Generalised Linear Models 1

Generalized linear models

Exponential Family The theory of GLMs is developed for data with distribution given y the exponential family. The form of the data distribution that is useful for GLMs is

$$ f(y;\theta, \phi) = \exp(\frac{\theta y - b(\theta)}{a(\phi)} + c(y, \phi)) $$

where

  • \(\theta\) is called the natural parameter
  • \(\phi\) is called the dispersion parameter

Note:

This family includes the [Gamma], [Normal], [Poisson], and other. For all parameterization of the exponential family, check this

Example

if we have \(Y \sim N(\mu, \sigma^2)\)

$$ \begin{aligned} f(y; \mu, \sigma^2) &= \frac{1}{(2\pi \sigma^2)^{1/2}}\exp(-\frac{1}{2\sigma^2}(y- \mu)^2) \\ &= \exp(-\frac{1}{2\sigma^2}(y^2 - 2y \mu +\mu^2)- \frac{1}{2}\log(2\pi \sigma^2)) \\ &= \exp(\frac{y \mu - \mu^2/2}{\sigma^2} - \frac{y^2}{2\sigma^2} - \frac{1}{2}\log(2\pi \sigma^2)) \\ &= \exp(\frac{\theta y - b(\theta)}{a(\phi)} + c(y , \phi)) \end{aligned} $$

where

  • \(\theta = \mu\)
  • \(b(\theta) = \frac{\mu^2}{2}\)
  • \(a(\phi) = \sigma^2 = \phi\)
  • \(c(y , \phi) = - \frac{1}{2}(\frac{y^2}{\phi}+\log(2\pi \sigma^2))\)
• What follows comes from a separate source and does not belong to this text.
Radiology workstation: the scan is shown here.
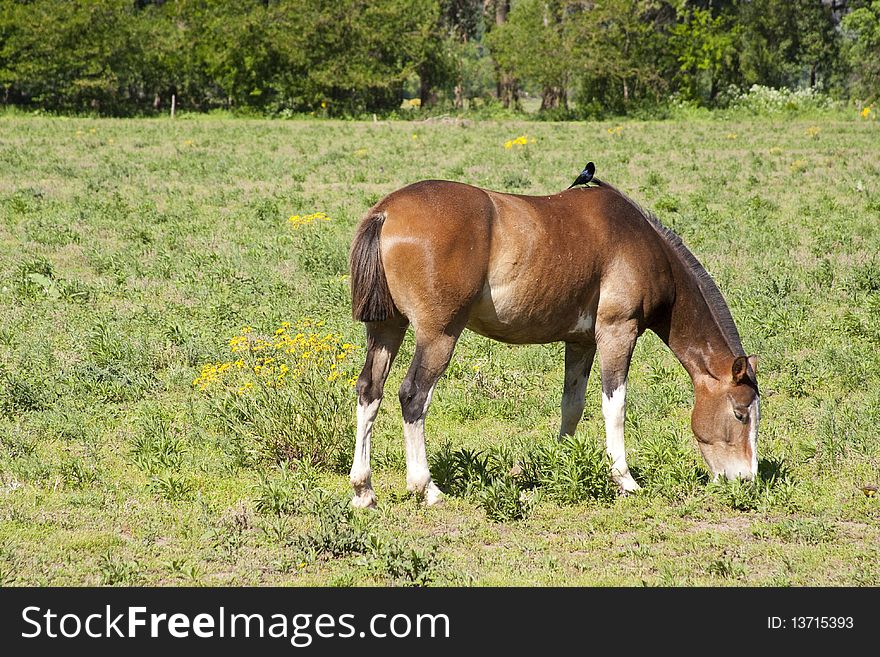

Properties of GLM exponential families

  1. \(E(Y) = b' (\theta)\) where \(b'(\theta) = \frac{\partial b(\theta)}{\partial \theta}\) (here ' is “prime”, not transpose)

  2. \(var(Y) = a(\phi)b''(\theta)= a(\phi)V(\mu)\).

    • \(V(\mu)\) is the variance function; however, it is only the variance in the case that \(a(\phi) =1\)
  3. If \(a(), b(), c()\) are identifiable, we will derive expected value and variance of Y.

Example

Normal distribution

$$ b’(\theta) = \frac{\partial b(\mu^2/2)}{\partial \mu} = \mu$$ $$V(\mu) = \frac{\partial^2 (\mu^2/2)}{\partial \mu^2} = 1$$ $$\to var(Y) = a(\phi) = \sigma^2 $$

Poisson distribution

$$ \begin{aligned} f(y, \theta, \phi) &= \frac{\mu^y \exp(-\mu)}{y!} &= \exp(y\log(\mu) - \mu - \log(y!)) &= \exp(y\theta - \exp(\theta) - \log(y!)) \end{aligned} $$

where

  • \(\theta = \log(\mu)\)
  • \(a(\phi) = 1\)
  • \(b(\theta) = \exp(\theta)\)
  • \(c(y, \phi) = \log(y!)\)

Hence,

$$ E(Y) = \frac{\partial b(\theta)}{\partial \theta} = \exp(\theta) = \mu$$ $$var(Y) = \frac{\partial^2 b(\theta)}{\partial \theta^2} = \mu $$

Since \(\mu = E(Y) = b'(\theta)\)

In GLM, we take some monotone function (typically nonlinear) of \(\mu\) to be linear in the set of covariates

$$ g(\mu) = g(b’(\theta)) = \mathbf{x’\beta} $$

Equivalently,

$$ \mu = g^{-1}(\mathbf{x’\beta}) $$

where \(g(.)\) is the link function since it links mean response ($\mu = E(Y)$) and a linear expression of the covariates

Some people use \(\eta = \mathbf{x'\beta}\) where \(\eta\) = the “linear predictor”

GLM is composed of 2 components

The random component:

  • is the distribution chosen to model the response variables \(Y_1,...,Y_n\)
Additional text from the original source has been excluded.